Trump appears to share his party's faith-based convictions about the intrinsic wisdom of markets, a quaint deviation from a wider global consensus about the need for the state to regulate markets in the public good.  But he also rails against internationalism, and the country’s large trading partner to the south, seemingly ignorant of the fact that a huge western swathe of his own country is land taken in a violent war of expansion from its former owners.
But his campaign's signature feature has been his extraordinary racism, outlandish commentary, abject ignorance, and threats of violence.
Trump will need to hold together his party's coalition of white supremacists, religious fundamentalists, and affluent sociopaths to triumph against Clinton, who is backed by most of the country's ethnic minorities, middle-class white Americans, and a sizable chunk of the country's diminishing blue collar working class, who receive oddly outsize attention during elections in spite of the service-oriented nature of the overwhelming majority of the country's workforce.
Other challengers include the cultish economic fundamentalists known as the Libertarians, and the Greens, who are fielding a doctor who appears to advance outlandish ideas about the dangers of vaccinations.

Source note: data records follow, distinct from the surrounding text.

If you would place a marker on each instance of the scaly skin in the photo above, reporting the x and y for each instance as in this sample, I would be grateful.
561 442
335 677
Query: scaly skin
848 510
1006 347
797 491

Marginal internal critics complain that a personality-focused campaign pays little heed to significant challenges: climate change (the government of some American regions prohibit civil servants from mentioning the words); a de-industrializing economy; and the international sphere.
American party primaries are staggered over several months, and for most elections candidates rely on private sources of funding which deeply corrupt the political process.  Many candidates receive endorsements from elite celebrities and sports figures.
This election has illustrated the poor state of the country’s indulgent, self-referential, and uninspired media, much of which is concentrated in a few hands.  A characteristic feature of American journalism involves putting anywhere from two to twelve “talking heads” on screen--many of them employed by political candidates--and inciting shouting matches.  Reporting, according to many Americans, has taken a back seat to entertainment.
International observers have reason to be troubled by the country’s election.  Democrat Clinton is known for having pursued deeply destabilizing violence abroad, and has supported illegal conflicts.  As the country’s foreign minister, she shielded war criminals from prosecution.
Donald Trump has expressed affinity for the authoritarian leader of another of the world’s political basket-cases, Vladimir Putin.  He has also expressed ignorance about the country’s enormous stockpile of nuclear weapons, and has openly pledged to pursue policies of state terrorism.
Trump has also declared that if he loses he will encourage his volatile supporters to take to the streets.  His supporters have predicted a bloodbath if Clinton wins, and the candidate recently appeared to endorse the assassination of his opponent.  This is comparatively feasible in America, where many citizens, prey to historic paranoia, go about heavily armed.  

Observers worry that America--its democracy long under strain, and its courts under-staffed due to the Republicans’ rejection of executive authority--will succumb to post-election violence.